Let's cleanse our minds of Trumpian genitalia and elevate the political discourse a bit by talking actual policy, shall we?

More specifically, let's take a look at the tax proposal recently released by the Hillary Clinton campaign, as analyzed by the nonpartisan Tax Policy Foundation.

The plan begins to put Clinton's campaign rhetoric into actual form. For example, it eliminates the ridiculous "carried interest" loophole that allows hedge-fund operators to pay half as much in taxes on their income as they anybody else would pay for earned income. It would also change the laws to discourage the "foreign inversion" tax dodge that allows major U.S. companies to claim that they have been taken over by a much smaller foreign company, and thus escape U.S. taxes based on little more than corporate fiction.

Capital gains on investments held less than two years would be taxed as ordinary income, on the grounds that such short-term investments are more speculation than actual economy-building investment. The Clinton plan would impose a 4 percent surcharge on adjusted gross income over $5 million, and impose a minimum tax of 30 percent on incomes of more than $1 million, to ensure that the Mitt Romneys and Donald Trumps aren't paying a lower overall tax rate than their secretaries and chauffeurs.

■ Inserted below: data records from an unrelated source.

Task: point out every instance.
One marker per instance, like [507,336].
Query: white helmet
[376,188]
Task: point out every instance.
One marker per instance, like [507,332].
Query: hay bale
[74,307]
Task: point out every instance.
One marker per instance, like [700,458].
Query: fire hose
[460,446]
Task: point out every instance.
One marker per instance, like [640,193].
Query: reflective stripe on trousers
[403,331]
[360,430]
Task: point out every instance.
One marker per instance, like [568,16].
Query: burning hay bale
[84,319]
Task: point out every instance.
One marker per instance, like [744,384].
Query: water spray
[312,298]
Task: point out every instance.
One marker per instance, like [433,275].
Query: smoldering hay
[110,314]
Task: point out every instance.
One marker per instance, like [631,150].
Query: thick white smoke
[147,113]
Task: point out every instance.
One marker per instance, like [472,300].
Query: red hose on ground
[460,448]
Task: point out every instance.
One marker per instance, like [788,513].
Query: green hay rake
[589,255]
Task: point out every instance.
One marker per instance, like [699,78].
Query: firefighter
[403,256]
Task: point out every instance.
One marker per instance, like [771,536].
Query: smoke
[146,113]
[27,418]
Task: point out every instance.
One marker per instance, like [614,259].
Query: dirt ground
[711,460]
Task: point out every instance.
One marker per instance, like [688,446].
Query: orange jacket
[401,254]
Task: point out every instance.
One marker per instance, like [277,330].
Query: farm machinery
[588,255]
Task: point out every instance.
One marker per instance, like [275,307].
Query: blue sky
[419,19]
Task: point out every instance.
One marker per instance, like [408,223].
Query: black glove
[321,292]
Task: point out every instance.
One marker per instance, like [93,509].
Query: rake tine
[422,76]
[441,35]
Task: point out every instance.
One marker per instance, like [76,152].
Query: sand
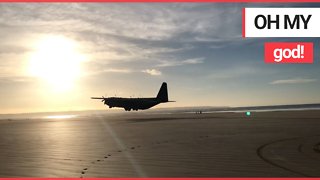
[136,144]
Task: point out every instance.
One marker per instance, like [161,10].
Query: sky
[54,57]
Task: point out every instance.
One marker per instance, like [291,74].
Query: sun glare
[57,61]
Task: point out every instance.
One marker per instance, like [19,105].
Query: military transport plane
[137,103]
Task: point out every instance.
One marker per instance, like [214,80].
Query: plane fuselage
[137,103]
[131,103]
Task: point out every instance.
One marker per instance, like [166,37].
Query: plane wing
[97,98]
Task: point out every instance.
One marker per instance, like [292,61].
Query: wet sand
[135,144]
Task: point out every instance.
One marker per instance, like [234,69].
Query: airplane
[137,103]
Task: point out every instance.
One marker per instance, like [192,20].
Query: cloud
[293,81]
[152,72]
[170,63]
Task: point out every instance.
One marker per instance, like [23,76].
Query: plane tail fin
[163,93]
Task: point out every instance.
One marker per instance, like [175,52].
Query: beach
[138,144]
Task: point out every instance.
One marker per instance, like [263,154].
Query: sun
[57,61]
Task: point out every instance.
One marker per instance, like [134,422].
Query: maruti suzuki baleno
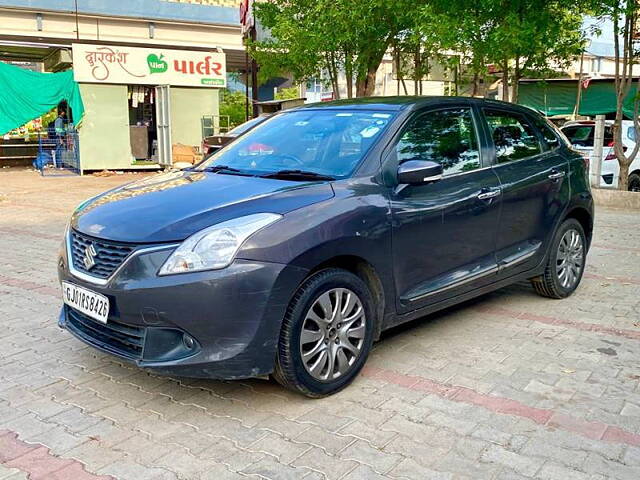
[291,249]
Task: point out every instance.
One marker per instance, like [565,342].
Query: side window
[447,137]
[579,135]
[513,136]
[549,137]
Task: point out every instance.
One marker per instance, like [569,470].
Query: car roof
[407,102]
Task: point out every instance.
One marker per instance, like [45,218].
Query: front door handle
[489,195]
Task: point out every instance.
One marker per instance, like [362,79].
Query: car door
[444,231]
[533,176]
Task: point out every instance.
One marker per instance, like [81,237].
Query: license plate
[90,303]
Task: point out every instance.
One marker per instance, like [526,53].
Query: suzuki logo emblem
[89,257]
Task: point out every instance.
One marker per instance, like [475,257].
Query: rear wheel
[326,334]
[565,264]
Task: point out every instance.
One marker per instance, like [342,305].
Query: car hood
[172,206]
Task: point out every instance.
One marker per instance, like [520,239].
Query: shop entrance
[143,124]
[149,125]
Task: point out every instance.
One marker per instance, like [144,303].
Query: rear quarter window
[580,135]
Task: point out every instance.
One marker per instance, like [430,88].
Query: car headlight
[215,247]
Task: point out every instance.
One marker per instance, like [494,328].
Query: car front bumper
[220,324]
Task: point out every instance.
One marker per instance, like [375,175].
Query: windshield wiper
[227,170]
[297,175]
[219,168]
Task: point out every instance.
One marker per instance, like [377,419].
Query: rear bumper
[217,324]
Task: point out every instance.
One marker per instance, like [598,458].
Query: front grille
[109,255]
[114,337]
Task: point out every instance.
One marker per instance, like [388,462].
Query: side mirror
[419,172]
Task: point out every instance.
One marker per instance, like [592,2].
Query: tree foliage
[624,15]
[339,37]
[233,104]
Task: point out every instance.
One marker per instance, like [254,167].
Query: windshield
[325,142]
[243,127]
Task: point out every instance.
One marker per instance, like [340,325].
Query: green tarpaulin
[25,95]
[559,97]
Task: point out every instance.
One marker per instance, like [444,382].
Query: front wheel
[326,334]
[565,264]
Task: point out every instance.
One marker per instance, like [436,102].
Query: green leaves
[351,37]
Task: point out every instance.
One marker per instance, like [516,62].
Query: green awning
[26,95]
[559,97]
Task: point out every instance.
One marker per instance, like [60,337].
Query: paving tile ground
[508,386]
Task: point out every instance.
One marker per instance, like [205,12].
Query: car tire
[565,262]
[326,334]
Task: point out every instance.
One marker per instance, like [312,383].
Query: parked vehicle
[581,135]
[291,249]
[213,143]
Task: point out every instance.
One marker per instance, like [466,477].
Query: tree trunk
[333,73]
[474,91]
[505,81]
[416,71]
[623,176]
[365,86]
[516,81]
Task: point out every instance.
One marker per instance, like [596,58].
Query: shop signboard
[148,66]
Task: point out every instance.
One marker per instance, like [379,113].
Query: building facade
[149,70]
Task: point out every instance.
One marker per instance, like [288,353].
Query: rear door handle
[489,195]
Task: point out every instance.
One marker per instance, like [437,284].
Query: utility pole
[576,112]
[595,167]
[254,72]
[77,23]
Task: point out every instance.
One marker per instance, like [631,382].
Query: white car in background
[581,136]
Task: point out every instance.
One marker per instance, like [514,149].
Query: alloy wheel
[570,258]
[332,335]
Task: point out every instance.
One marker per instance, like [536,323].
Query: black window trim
[484,162]
[489,133]
[541,136]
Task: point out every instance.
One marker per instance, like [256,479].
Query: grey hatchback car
[291,249]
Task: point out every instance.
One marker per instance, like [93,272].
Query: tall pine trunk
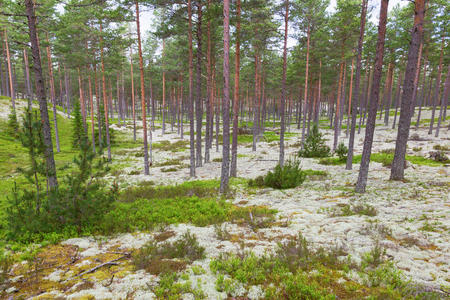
[105,98]
[191,96]
[305,101]
[226,98]
[398,164]
[283,84]
[10,73]
[443,102]
[143,111]
[40,93]
[437,88]
[133,106]
[374,95]
[233,171]
[199,100]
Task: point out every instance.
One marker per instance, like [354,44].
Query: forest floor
[405,225]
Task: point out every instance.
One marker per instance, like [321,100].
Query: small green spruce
[314,145]
[288,176]
[78,132]
[76,207]
[24,212]
[84,201]
[341,152]
[13,124]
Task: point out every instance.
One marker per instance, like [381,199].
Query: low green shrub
[314,145]
[145,214]
[79,203]
[198,188]
[341,151]
[158,258]
[12,127]
[288,176]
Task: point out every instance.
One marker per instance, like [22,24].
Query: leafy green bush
[145,214]
[77,205]
[13,124]
[314,145]
[157,258]
[341,151]
[78,132]
[288,176]
[199,188]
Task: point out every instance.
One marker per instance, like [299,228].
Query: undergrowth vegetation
[297,271]
[166,257]
[290,175]
[314,145]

The TPI estimates that in total, the Clinton tax plan would reduce the debt by $1.2 trillion over the next decade, and by additional $2.1 trillion from 2026-2035. Its report states:

"Overall, from 2016 to 2036, Clinton's tax proposals — not counting the effect of new spending initiatives, additional tax changes, or any macroeconomic feedback effects — would decrease the federal debt by $4.3 trillion, or 10 percent of GDP in 2036 ... Clinton's proposals would increase taxes on the highest-income filers and have little effect on those with less than about $300,000 in income. Overall, filers in the top quintile would bear 94 percent of the net tax increase. More than half of the tax increase would fall on the highest-income 0.1 percent of filers and more than three-fourths would hit the top 1 percent."

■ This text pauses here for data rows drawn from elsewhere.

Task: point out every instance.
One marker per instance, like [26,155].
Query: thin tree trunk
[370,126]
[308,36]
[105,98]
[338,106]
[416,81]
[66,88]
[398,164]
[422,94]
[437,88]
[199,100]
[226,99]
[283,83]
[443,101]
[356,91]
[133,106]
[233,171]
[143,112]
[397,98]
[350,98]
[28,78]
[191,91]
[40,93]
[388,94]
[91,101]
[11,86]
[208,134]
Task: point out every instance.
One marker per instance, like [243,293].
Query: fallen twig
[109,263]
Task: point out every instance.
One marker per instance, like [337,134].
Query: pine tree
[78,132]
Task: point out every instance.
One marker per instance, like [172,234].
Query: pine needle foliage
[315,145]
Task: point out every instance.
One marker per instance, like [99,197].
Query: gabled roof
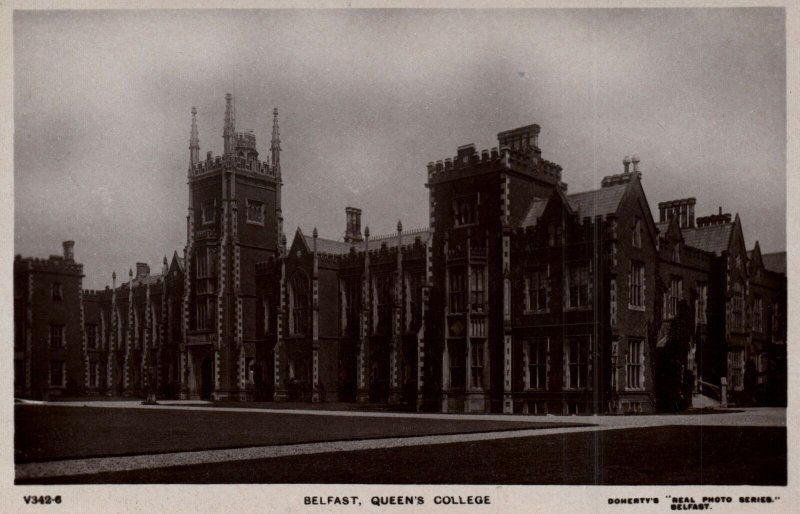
[331,247]
[710,238]
[598,202]
[535,210]
[775,261]
[328,246]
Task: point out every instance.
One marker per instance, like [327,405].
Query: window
[477,289]
[736,359]
[352,310]
[633,365]
[19,373]
[299,303]
[466,209]
[637,233]
[384,294]
[577,359]
[56,290]
[676,253]
[737,307]
[536,289]
[476,365]
[458,290]
[208,211]
[94,374]
[456,358]
[255,212]
[57,373]
[56,336]
[535,358]
[701,302]
[555,234]
[758,314]
[91,336]
[636,284]
[578,286]
[674,296]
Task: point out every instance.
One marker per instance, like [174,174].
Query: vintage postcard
[363,258]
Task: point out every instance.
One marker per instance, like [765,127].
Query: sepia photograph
[409,247]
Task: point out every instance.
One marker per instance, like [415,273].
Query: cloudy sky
[368,98]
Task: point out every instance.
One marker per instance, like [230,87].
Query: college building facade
[518,297]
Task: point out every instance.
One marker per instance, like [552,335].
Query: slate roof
[598,202]
[710,238]
[775,261]
[534,211]
[332,247]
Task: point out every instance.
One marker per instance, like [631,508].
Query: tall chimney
[352,233]
[69,246]
[142,269]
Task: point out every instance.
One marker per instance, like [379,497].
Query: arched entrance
[206,379]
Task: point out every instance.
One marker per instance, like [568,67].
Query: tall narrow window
[636,238]
[577,358]
[674,297]
[255,212]
[578,286]
[458,290]
[384,284]
[701,302]
[737,307]
[476,365]
[633,365]
[56,336]
[535,354]
[56,290]
[300,303]
[456,357]
[636,282]
[57,373]
[477,295]
[536,288]
[465,209]
[758,314]
[91,336]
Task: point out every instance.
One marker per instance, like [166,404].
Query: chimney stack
[142,269]
[352,233]
[69,246]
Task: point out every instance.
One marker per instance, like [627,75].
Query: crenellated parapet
[518,151]
[240,164]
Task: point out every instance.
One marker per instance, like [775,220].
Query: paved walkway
[747,417]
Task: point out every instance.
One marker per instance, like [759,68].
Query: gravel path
[747,417]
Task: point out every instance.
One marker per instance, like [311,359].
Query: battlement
[212,164]
[246,140]
[518,151]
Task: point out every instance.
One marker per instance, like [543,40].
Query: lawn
[59,432]
[670,455]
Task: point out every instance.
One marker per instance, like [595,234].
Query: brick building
[518,297]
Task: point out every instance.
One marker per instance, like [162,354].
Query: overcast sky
[368,98]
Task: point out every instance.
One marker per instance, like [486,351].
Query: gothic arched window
[299,301]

As it happens, the TPI has also analyzed the tax plans offered by Donald Trump, Marco Rubio and Ted Cruz, and the comparison is instructive. Clinton targets the very wealthy for additional contributions to the country that has made their wealth possible, while all three Republicans propose major tax cuts targeted at those very same people.

Not surprisingly, massive tax cuts targeted at the already wealthy would have a very different impact on our national debt than would the Clinton plan:

So: Who's the most fiscally responsible candidate of the four?